My life changes eight times a day in New York. Change can be difficult and frightening, but for me, confinement and routine is worse. Settling is life-without-parole. I’m putting my trust in a city that’s shown me murder with a baseball bat from a dorm window. I’m scared that I’m harming myself by living here. I’m scared that I’m giving love to something that hurts me.

But then, I’ve realized that I dole out my trust very sparingly, and only to those whose trust I’ve lost, but who’ve forgiven me when I ask them to. That small handful of close family and friends around me, I’ve wronged each of them in some way, and they keep me. What I’m most scared of is messing up and not being forgiven. But the city has taught me that it’s not about forgiveness.

I’ve insulted Manhattan. I’ve called it horrible things, bemoaned its existence, cursed the way it treats me and everybody in it—but it’s given me some of the most exquisitely beautiful moments, too. It’s shown me love in every season: marriage proposals in the Rockefeller Rink, at Christmas under snowfall, at sunset, in the rain, on the sidewalk. It’s shown me a man crying on his best friend’s stilled, cold chest at four in the morning, that love is blind to how good or bad we are. It’s shown me how to jump barriers for love, how to break walls down for love, how to change laws for love.

No, maybe love isn’t about forgiveness at all.
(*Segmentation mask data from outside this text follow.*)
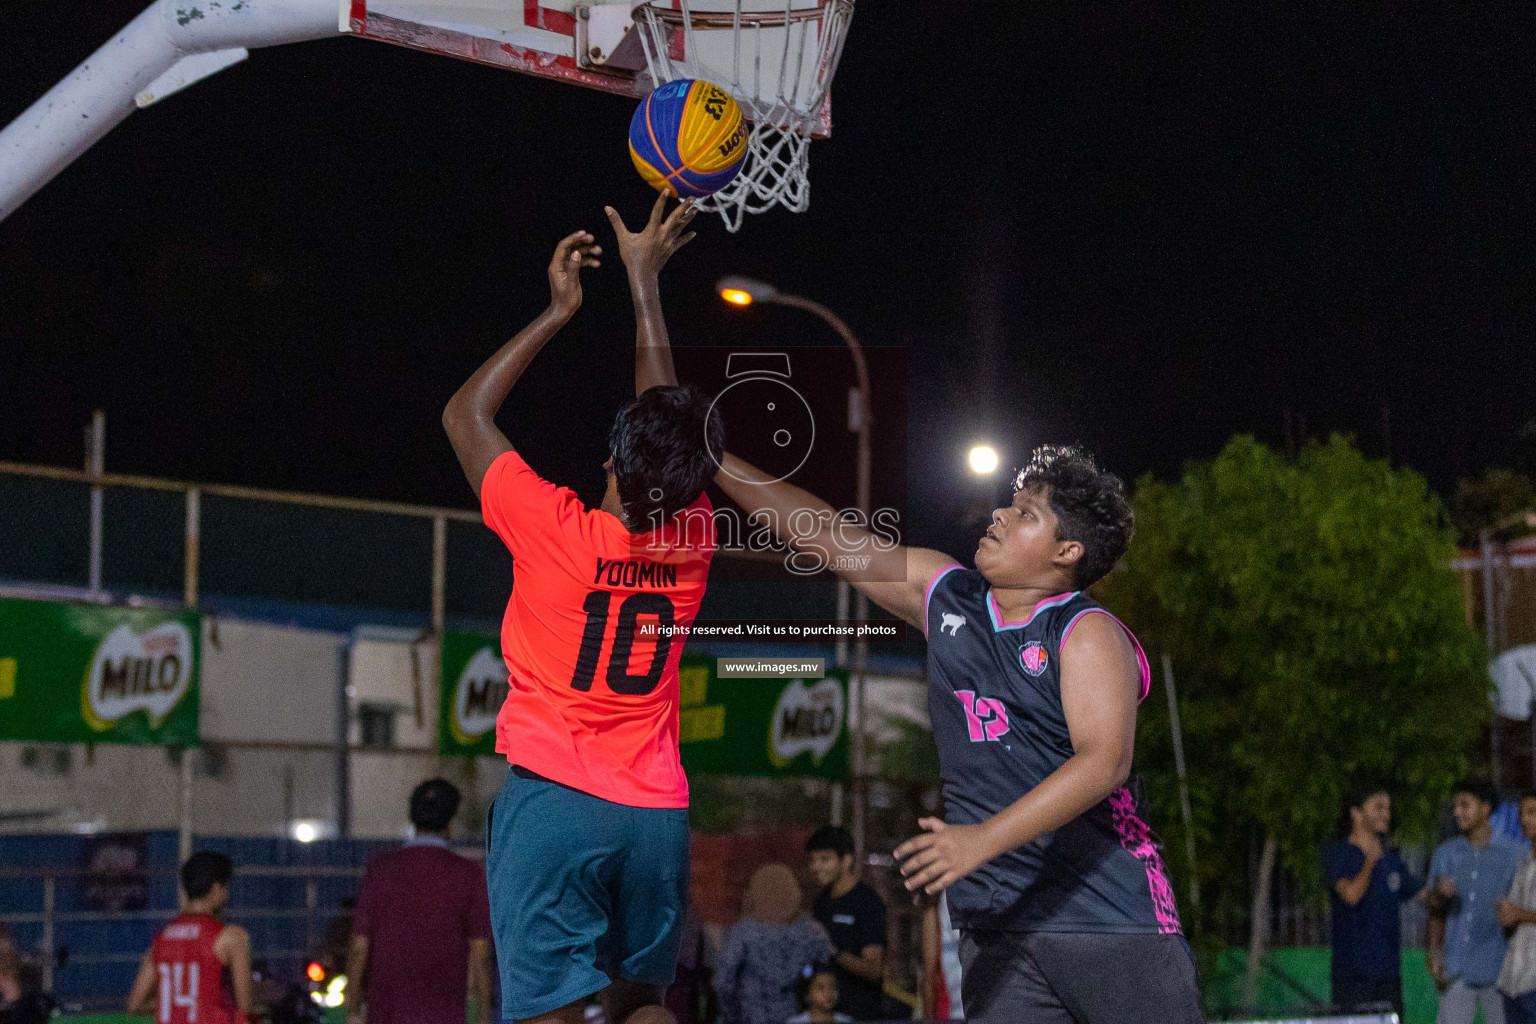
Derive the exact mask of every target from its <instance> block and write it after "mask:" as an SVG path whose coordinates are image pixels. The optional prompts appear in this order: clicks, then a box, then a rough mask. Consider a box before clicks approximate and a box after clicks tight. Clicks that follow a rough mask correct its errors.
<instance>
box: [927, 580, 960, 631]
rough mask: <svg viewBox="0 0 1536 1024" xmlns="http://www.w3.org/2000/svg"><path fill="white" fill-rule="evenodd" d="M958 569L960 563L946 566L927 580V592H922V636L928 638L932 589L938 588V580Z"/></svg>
mask: <svg viewBox="0 0 1536 1024" xmlns="http://www.w3.org/2000/svg"><path fill="white" fill-rule="evenodd" d="M957 568H960V563H958V562H955V563H954V565H946V567H945V568H942V570H938V571H937V573H934V579H931V580H928V590H925V591H923V636H925V637H926V636H928V602H931V600H932V599H934V588H935V586H938V580H942V579H943V577H946V576H949V574H951V573H954V571H955V570H957Z"/></svg>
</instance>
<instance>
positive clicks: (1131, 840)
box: [1109, 786, 1183, 935]
mask: <svg viewBox="0 0 1536 1024" xmlns="http://www.w3.org/2000/svg"><path fill="white" fill-rule="evenodd" d="M1109 812H1111V817H1112V818H1114V821H1115V832H1118V834H1120V847H1121V849H1123V851H1126V852H1127V854H1130V855H1132V857H1135V858H1137V860H1138V861H1141V866H1143V867H1144V869H1146V872H1147V889H1149V890H1150V894H1152V912H1154V913H1157V924H1158V932H1161V933H1163V935H1180V933H1181V932H1183V929H1181V927H1180V924H1178V904H1177V903H1175V901H1174V886H1170V884H1169V883H1167V872H1164V870H1163V857H1161V855H1160V854H1158V852H1157V843H1154V841H1152V829H1149V827H1147V823H1146V821H1143V820H1141V818H1140V817H1137V801H1135V800H1132V798H1130V791H1129V789H1126V788H1124V786H1120V788H1118V789H1115V791H1114V792H1112V794H1109Z"/></svg>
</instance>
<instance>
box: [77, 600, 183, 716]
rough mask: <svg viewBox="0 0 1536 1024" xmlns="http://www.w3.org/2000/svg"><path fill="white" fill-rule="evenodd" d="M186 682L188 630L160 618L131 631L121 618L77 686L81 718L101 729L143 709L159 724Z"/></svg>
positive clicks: (149, 715)
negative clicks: (137, 632) (152, 622)
mask: <svg viewBox="0 0 1536 1024" xmlns="http://www.w3.org/2000/svg"><path fill="white" fill-rule="evenodd" d="M190 685H192V631H190V629H187V626H186V625H184V623H181V622H161V623H160V625H158V626H155V628H154V629H151V631H149V633H144V634H141V636H140V634H135V633H134V628H132V626H129V625H127V623H126V622H124V623H123V625H120V626H118V628H117V629H114V631H112V633H109V634H108V636H106V639H104V640H101V643H100V646H97V651H95V656H94V657H92V659H91V669H89V671H88V672H86V677H84V683H83V686H81V688H80V712H81V717H83V718H84V720H86V725H89V726H91V728H92V729H95V731H97V732H106V731H108V729H111V728H114V726H115V725H117V723H118V722H121V720H123V718H126V717H127V715H131V714H134V712H135V711H146V712H149V723H151V726H154V728H160V723H161V722H164V720H166V715H167V714H170V709H172V708H175V706H177V703H178V702H180V700H181V699H183V697H184V695H186V692H187V688H189V686H190Z"/></svg>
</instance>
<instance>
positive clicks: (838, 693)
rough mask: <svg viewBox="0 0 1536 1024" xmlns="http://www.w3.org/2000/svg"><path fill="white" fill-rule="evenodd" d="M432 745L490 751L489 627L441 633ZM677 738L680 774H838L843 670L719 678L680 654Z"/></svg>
mask: <svg viewBox="0 0 1536 1024" xmlns="http://www.w3.org/2000/svg"><path fill="white" fill-rule="evenodd" d="M441 663H442V686H441V694H442V697H441V705H439V715H438V751H439V752H442V754H479V755H493V754H495V752H496V712H498V711H501V703H502V700H505V699H507V666H505V663H502V660H501V642H499V640H498V637H496V636H493V634H484V633H453V631H449V633H445V634H444V636H442V660H441ZM679 674H680V682H682V702H680V703H682V711H680V720H679V742H680V745H682V763H684V768H685V769H688V771H690V772H711V774H720V775H816V777H822V778H845V777H846V775H848V672H846V671H843V669H828V671H826V679H725V680H722V679H719V677H717V674H716V662H714V659H710V657H702V656H687V654H685V656H684V659H682V669H680V672H679Z"/></svg>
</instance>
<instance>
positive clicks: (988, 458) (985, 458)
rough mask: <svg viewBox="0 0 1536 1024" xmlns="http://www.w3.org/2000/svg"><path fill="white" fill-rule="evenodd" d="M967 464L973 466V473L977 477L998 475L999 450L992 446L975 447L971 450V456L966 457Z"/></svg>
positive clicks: (989, 445) (972, 471) (976, 446)
mask: <svg viewBox="0 0 1536 1024" xmlns="http://www.w3.org/2000/svg"><path fill="white" fill-rule="evenodd" d="M966 462H969V464H971V471H972V473H975V474H977V476H989V474H992V473H997V462H998V459H997V448H994V447H992V445H975V447H974V448H971V454H969V456H966Z"/></svg>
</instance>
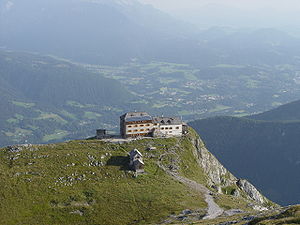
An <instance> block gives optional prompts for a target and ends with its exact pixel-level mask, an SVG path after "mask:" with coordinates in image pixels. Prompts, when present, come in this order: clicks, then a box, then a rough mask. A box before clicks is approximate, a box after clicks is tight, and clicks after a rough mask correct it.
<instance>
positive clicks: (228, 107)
mask: <svg viewBox="0 0 300 225" xmlns="http://www.w3.org/2000/svg"><path fill="white" fill-rule="evenodd" d="M230 108H231V107H229V106H226V105H216V106H215V108H213V109H210V110H209V112H210V113H213V112H220V111H224V110H226V109H230Z"/></svg>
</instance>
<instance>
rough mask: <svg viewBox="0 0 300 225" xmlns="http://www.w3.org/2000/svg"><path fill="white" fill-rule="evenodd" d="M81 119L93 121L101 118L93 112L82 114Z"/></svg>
mask: <svg viewBox="0 0 300 225" xmlns="http://www.w3.org/2000/svg"><path fill="white" fill-rule="evenodd" d="M83 117H84V118H85V119H89V120H95V119H98V118H99V117H101V114H99V113H95V112H84V115H83Z"/></svg>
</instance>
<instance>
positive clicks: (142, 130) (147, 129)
mask: <svg viewBox="0 0 300 225" xmlns="http://www.w3.org/2000/svg"><path fill="white" fill-rule="evenodd" d="M143 131H150V129H149V128H147V129H140V130H128V131H127V132H128V133H132V132H143Z"/></svg>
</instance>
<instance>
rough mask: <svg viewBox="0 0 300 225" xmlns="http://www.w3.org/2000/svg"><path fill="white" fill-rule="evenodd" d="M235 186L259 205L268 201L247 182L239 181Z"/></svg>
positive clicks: (237, 181) (267, 200)
mask: <svg viewBox="0 0 300 225" xmlns="http://www.w3.org/2000/svg"><path fill="white" fill-rule="evenodd" d="M236 184H237V186H238V187H239V188H240V189H241V190H243V191H244V192H245V193H246V194H247V195H248V196H249V197H250V198H251V199H252V200H254V201H256V202H259V203H260V204H264V203H266V202H267V201H268V200H267V199H266V198H265V197H264V196H263V195H262V194H261V193H259V191H258V190H257V189H256V188H255V187H254V186H253V185H252V184H251V183H250V182H249V181H247V180H243V179H239V180H238V181H237V182H236Z"/></svg>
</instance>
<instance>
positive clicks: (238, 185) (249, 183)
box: [0, 130, 275, 225]
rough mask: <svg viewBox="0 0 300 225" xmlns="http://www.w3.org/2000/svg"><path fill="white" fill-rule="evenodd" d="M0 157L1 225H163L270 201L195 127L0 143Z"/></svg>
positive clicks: (240, 208)
mask: <svg viewBox="0 0 300 225" xmlns="http://www.w3.org/2000/svg"><path fill="white" fill-rule="evenodd" d="M149 147H155V148H156V149H153V150H147V149H149ZM133 148H137V149H139V150H140V151H141V152H142V154H143V156H144V157H143V158H144V159H143V160H144V162H145V172H146V173H145V174H142V175H139V176H138V177H135V176H134V173H133V172H132V171H130V169H129V167H128V163H129V159H128V152H129V151H130V150H132V149H133ZM0 161H1V163H0V178H1V179H0V183H1V186H2V188H1V190H0V194H1V196H2V199H1V202H0V205H1V207H0V211H1V213H0V221H1V223H2V224H60V225H62V224H74V223H76V224H141V223H142V224H148V223H158V222H163V223H165V224H168V223H171V222H179V221H185V222H189V221H195V220H199V219H201V218H203V217H204V218H206V219H207V221H209V219H214V218H216V217H218V216H220V215H221V214H222V215H227V214H228V213H229V214H239V215H249V214H255V213H257V210H260V209H266V208H265V207H273V206H275V205H273V204H272V203H271V202H269V201H268V200H267V199H266V198H264V197H263V196H262V195H260V194H259V192H258V191H257V190H256V189H255V188H254V187H253V186H252V185H251V184H250V183H248V182H247V181H245V180H238V179H237V178H235V177H234V176H233V175H232V174H231V173H230V172H228V171H227V170H226V169H225V168H224V167H223V166H222V165H221V164H220V163H219V162H218V161H217V160H216V158H215V157H214V156H213V155H211V154H210V153H209V152H208V151H207V149H206V148H205V146H204V145H203V143H202V141H201V139H200V138H199V137H198V136H197V135H196V134H195V133H194V131H192V130H191V131H190V134H189V135H188V136H187V137H182V138H167V139H144V140H136V141H131V142H128V143H123V144H113V143H105V142H102V141H98V140H90V141H71V142H68V143H61V144H51V145H23V146H12V147H7V148H4V149H1V151H0ZM230 209H235V210H230Z"/></svg>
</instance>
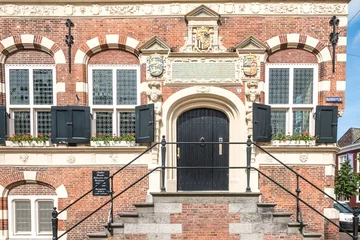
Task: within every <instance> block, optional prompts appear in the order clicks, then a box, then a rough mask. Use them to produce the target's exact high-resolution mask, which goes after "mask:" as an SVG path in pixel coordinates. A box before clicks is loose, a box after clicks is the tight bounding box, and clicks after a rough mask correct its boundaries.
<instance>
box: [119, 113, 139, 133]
mask: <svg viewBox="0 0 360 240" xmlns="http://www.w3.org/2000/svg"><path fill="white" fill-rule="evenodd" d="M119 119H120V120H119V125H120V135H121V136H124V135H128V134H135V113H134V112H120V113H119Z"/></svg>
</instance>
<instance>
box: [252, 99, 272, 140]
mask: <svg viewBox="0 0 360 240" xmlns="http://www.w3.org/2000/svg"><path fill="white" fill-rule="evenodd" d="M253 141H258V142H270V141H271V107H270V106H268V105H264V104H258V103H253Z"/></svg>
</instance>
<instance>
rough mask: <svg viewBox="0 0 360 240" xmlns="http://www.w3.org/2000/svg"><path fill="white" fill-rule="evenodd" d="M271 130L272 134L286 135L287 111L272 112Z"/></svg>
mask: <svg viewBox="0 0 360 240" xmlns="http://www.w3.org/2000/svg"><path fill="white" fill-rule="evenodd" d="M271 129H272V134H275V133H284V134H286V112H285V111H271Z"/></svg>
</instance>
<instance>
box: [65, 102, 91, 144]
mask: <svg viewBox="0 0 360 240" xmlns="http://www.w3.org/2000/svg"><path fill="white" fill-rule="evenodd" d="M69 111H70V124H69V129H70V136H69V143H90V135H91V134H90V107H82V106H74V107H70V109H69Z"/></svg>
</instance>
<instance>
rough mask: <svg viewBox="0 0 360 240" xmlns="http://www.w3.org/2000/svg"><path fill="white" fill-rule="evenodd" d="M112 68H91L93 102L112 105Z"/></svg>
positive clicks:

Maybe it’s just about saying, Okay. Hurt me, it’s worth it. Yes I’m incredibly scared but I’m also incredibly happy. Keep me, because I want good things for you and you want good things for me, and we’re so fallible and capable of fucking everything up and I forgive you in advance. I’ll stay. Promise you will too. I’ll lay by you on the cold concrete. I’ll hold your hand on the subway car. Let’s go back to stardust together.